On October 24, 2015, the amendments to Prevention of the Restriction of Competition Act came into force in Slovenia, repealing the entire Competition Protection Act, which, among other matters, regulated acts of unfair competition and related legal remedies since 1993.

Unfair competition provisions have been transferred from the Competition Protection Act to the Prevention of the Restriction of Competition Act (Articles 63a and 63b). The general definition of unfair competition remains the same and the provision defining unfair competition still provides a (non-exhaustive) list of examples of unfair competition acts. Moreover, all claims available in unfair competition litigation proceedings are the same as before: (1) damages in accordance with Obligations Codeprovisions; (2) prohibition of further unfair competition acts; (3) destruction of objects used in unfair competition; and (4) reinstatement of conditions that existed before unfair competition acts took place, if possible. When unfair competition acts are conducted through media or in a similar public way, or if they affect a large number of participants on the market, the plaintiff can also claim the publication of the court decision.

However, unlike under the previous law, all legal remedies are now limited to the claims made during civil court proceedings. Interim administrative (Market Inspectorate) injunctions are no longer available, as they were under Article 28 of theCompetition Protection Act, i.e. when unfair competition actions were filed with the court, the Market Inspectorate had to issue and enforce, either ex officio or following a notification filed by the plaintiff, a decision on an interim prohibition of unfair competition until the court decision became final. The Market Inspectorate was not allowed to determine all circumstances of the case – determining whether or not certain acts constituted unfair competition was at the sole discretion of the competent court. This administrative remedy has now been abolished.
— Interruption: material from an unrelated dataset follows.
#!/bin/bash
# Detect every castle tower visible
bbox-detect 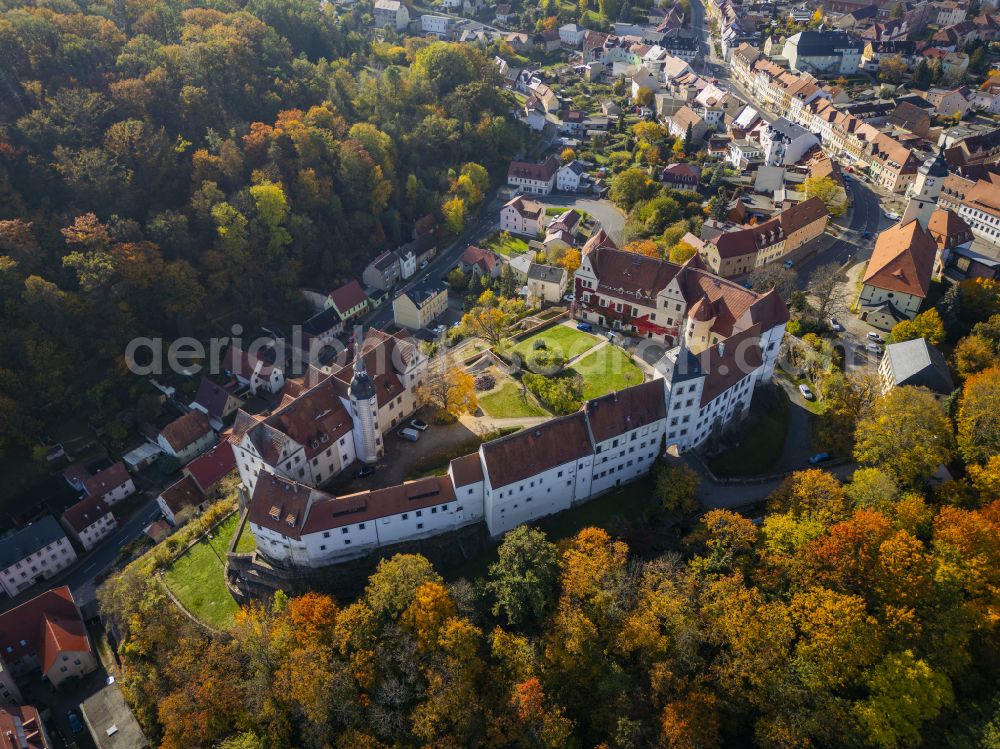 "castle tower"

The Slovenian Ministry of Economic Development and Technology proposed the abolishment of the interim administrative injunction because the Market Inspectorate was exposed to damages claims, if the measures the Market Inspectorate was required to automatically grant proved to be unjustified (e.g. if the civil lawsuit is refused or withdrawn). In such cases, great damage was also caused to the company whose business was interrupted by the injunction that later proved unjustified.

Another intention behind this change is that the Ministry believed that intra-business disputes, including injunctions, should be resolved solely before the civil courts and not before the Market Inspectorate.

The Ministry also explained that the change was necessary to resolve the apparent discrepancy between the General Administrative Procedure Act, which requires state administration to examine all relevant facts when deciding on a matter, and the repealed Competition Protection Act, in respect of which consistent and established Administrative Court practice confirmed that the Market Inspectorate was not allowed to examine the circumstances of the unfair competition case as soon as the evidence of a filed unfair competition action was provided, but had to automatically issue an interim administrative injunction.

The transitional provisions of the amendments to the Prevention of the Restriction of Competition Act stipulate that all pending proceedings initiated under Article 28 of theCompetition Protection Act (interim injunction) are terminated. This will inevitably affect the interests of all plaintiffs in pending unfair competition cases that relied on the Market Inspectorate’s interim injunction option instead of the court injunction at the time when both options were available.